Uru demo out

You can find mirrors at Blues if you’re interested. Anyone try it? I dl’d it and took it for a quick spin. The character customization is pretty amazing–I made a near-photgraphic duplicate of myself. You won’t need floating names over PC’s heads in this game, you’ll be able to recognize faces. That in itself is pretty wild. I didn’t get to sample much of the gameplay. The gameworld seemed rather sterile, and for some reason NPCs don’t look at you when talking to you (they face forward, even if you’re not in front of them), which is jarring. But the graphics still seem quite good. I’m wondering how they’re really going to push all this data (like the super-personalized characters) in a MMOG.

In any case, it’s great to see someone in the MMO field branching out from the standard RPG genre. I hope it does well. With no leveling and no death, it has the potential to be what the Sims Online was supposed to be–that magical MMO that scores big with casual gamers.

Let me dust off an oldie, but goodie: YAWN.

Graphics are nice but not Morrowind-quality. Then again there’s not much in this demo to fairly judge the graphics. I take it there are no weather effects in Uru? That would be disappointing.

Puzzles in demo is standard Myst stuff. I’ve heard the full game offers much more creative and interesting puzzles. Hope so.

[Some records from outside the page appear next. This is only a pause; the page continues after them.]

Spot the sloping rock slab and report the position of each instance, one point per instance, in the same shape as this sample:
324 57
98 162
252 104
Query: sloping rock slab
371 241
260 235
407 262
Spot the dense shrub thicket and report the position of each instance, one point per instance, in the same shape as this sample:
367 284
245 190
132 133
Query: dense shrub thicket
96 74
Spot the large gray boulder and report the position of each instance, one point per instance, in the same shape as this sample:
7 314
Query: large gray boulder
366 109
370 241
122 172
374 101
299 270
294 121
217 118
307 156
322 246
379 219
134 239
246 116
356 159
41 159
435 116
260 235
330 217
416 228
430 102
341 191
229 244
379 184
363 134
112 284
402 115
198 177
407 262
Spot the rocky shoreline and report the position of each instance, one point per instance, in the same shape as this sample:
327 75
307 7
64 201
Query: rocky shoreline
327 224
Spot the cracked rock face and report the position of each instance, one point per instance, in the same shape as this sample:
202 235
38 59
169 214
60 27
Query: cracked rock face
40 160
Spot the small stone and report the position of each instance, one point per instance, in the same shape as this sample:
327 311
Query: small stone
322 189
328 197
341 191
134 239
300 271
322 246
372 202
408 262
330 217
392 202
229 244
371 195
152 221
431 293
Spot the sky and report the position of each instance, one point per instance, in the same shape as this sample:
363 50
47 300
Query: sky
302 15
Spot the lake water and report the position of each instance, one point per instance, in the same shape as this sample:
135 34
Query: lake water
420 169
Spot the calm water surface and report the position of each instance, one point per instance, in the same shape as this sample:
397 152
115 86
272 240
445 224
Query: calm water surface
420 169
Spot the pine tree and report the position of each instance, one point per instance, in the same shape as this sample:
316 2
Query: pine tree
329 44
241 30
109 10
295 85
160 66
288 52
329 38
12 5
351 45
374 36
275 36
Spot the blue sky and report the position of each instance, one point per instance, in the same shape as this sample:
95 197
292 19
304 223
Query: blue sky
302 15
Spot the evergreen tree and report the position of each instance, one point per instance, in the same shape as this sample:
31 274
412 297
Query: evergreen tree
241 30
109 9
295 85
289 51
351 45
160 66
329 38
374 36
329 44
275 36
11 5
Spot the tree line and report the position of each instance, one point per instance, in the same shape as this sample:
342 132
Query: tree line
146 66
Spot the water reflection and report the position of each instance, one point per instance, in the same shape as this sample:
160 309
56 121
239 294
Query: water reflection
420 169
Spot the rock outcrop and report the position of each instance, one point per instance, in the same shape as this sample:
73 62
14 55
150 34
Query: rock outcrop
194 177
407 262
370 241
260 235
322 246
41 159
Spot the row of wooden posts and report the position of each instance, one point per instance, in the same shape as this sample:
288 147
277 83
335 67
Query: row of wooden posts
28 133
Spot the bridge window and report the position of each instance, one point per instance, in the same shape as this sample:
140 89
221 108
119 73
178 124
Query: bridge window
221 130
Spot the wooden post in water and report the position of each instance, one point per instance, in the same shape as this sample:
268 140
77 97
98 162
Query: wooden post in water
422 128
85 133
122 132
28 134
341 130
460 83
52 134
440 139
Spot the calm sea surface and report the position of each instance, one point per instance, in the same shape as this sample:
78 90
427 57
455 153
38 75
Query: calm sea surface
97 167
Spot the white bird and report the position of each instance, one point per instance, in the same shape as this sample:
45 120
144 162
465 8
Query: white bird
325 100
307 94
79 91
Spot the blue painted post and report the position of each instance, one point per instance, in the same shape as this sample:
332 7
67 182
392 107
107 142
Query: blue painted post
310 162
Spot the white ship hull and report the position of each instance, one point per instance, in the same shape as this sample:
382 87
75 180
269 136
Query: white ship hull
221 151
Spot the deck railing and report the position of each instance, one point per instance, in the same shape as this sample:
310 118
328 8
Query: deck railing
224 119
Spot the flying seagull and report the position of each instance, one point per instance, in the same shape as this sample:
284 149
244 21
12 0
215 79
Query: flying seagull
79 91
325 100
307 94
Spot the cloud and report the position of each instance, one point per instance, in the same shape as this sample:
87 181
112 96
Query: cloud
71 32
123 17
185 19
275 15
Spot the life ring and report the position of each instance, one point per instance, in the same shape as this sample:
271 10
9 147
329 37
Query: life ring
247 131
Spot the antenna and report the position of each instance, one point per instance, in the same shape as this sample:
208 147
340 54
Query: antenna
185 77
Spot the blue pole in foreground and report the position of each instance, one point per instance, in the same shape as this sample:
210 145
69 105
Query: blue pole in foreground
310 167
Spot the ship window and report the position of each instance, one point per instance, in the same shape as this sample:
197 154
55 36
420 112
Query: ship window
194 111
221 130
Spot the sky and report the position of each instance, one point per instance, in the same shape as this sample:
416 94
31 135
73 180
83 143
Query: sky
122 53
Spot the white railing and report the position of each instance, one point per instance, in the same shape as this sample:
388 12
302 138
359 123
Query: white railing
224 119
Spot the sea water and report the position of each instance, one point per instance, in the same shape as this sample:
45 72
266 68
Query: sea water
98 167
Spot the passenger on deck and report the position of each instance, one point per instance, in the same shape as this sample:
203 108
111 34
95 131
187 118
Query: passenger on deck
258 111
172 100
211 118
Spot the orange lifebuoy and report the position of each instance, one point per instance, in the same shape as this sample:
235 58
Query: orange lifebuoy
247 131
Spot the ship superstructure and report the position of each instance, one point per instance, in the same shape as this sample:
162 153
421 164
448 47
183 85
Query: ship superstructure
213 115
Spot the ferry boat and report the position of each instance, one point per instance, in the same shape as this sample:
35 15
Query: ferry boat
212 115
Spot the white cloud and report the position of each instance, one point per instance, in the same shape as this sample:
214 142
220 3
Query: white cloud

The interface is crapola. How on earth this made it through beta testing I’ll never know. Another game that can’t decide if it’s third person or first, so it does neither particularly well. I think the game expects you to use the mouse for everything, not good for those of us trying to avoid RSI. Nobody at Cyan heard of WASD? FAICT, you can’t even toggle mouselook in first-person mode (you have to hold down the RMB).

Took me a while to figure out the demo uses <f4> instead of <esc> to bring up the options menu. Another strange interface decision.

Despite the interface, I’ll pick this up if the reviews are favorable. If the puzzles are Riven-like, forget it. If they’re of Myst III quality, I’m there.

Shadowbane didn’t have keyboard movement upon release, and still doesn’t. But you didn’t have to hold a button down to move. They said it lessened lag.

I haven’t picked up the demo, but I played in the beta. Does the demo include the VoIP feature that the beta did? (hold down the TAB key, and talk) How about the Peter Gabriel music? That freaked me out, hearing actual copyrighted, recorded music coming out of an NPC’s radio.

IMHO, the graphics were pretty fantastic. I get the feeling that they can manage the MMO aspect of the game through the use of really small zones. When I played the beta, you didn’t even meet up with other online people until you’d solved all the puzzles in your “personal” zone, either.

So what was the MMO part of the game like?

I definitely agree with this sentiment. I haven’t tried any customization yet, but he default is pretty awful. And I didn’t realize you couldn’t switch mouselook on. I guess that’s because you need to move the cursor around the screen to click on stuff, but it seems like it’d be smarter to mouselook by default and just hit a button when you want the cursor, like other games do.

There’s no VOIP in the demo and, according to the company, it won’t be working at least until after the MMO-beta is complete. The Peter Gabriel music is either in or is going to be in the retail release, I don’t remember which.

Peter G was playin’ on the Helper Man’s radio when I fired up the demo last night. I only got to play for 5 minutes before goin’ out for dinner, but the graphics looked good enough for me. The interface however was all kindsa wonky.

So what was the MMO part of the game like?

In beta, they didn’t really seem to have this fleshed out beyond massive underground areas that are connected through zones. Each zone looks like it’s a mixture of private and public areas. I couldn’t clearly figure out what was going on there.

In each area I visited, there were numerous activities that all reminded me of Myst puzzles. The best stuff were the lighting effects that you could manage through hidden switches and levers.

As to interacting, there were only a few people on testing when I went through the multiplayer areas (it took me long enough just to solve the puzzles in the single player zone), so I don’t know what it’s like with a bunch of people in the game.

From what I hear, they’re only releasing the single player module initially, with the multiplayer attachment coming nearly a month after (I could be wrong on this). The single player is supposed to have enough to do that you’ll be busy for quite a while before you even qualify to enter the multiplayer area.

Yeah, the interface is horrible. You can bind WASD but the sidestep is so gimpy as to be useless; you can’t sort of casually walk by something at an angle and look to the side, like you do naturally in shooters all the time, because you sidestep like Peg Leg.

And I could not figure out a way to keep mouselook on, either. I got tired of holding down the RMB… how lame of an interface choice is that, for something you want to be doing 99% of the time (moving)?

I wouldn’t mind a paradigm like “hold the shift key to get a cursor”, or even better, “just aim your viewpoint at what you want to manipulate then press the button.”

The default 3rd person interface is totally unplayable once you get to that pit area. There’s an option in the menu “go where I click” that makes it better.

Have these guys played any first-person games? Have they even played any third-person games?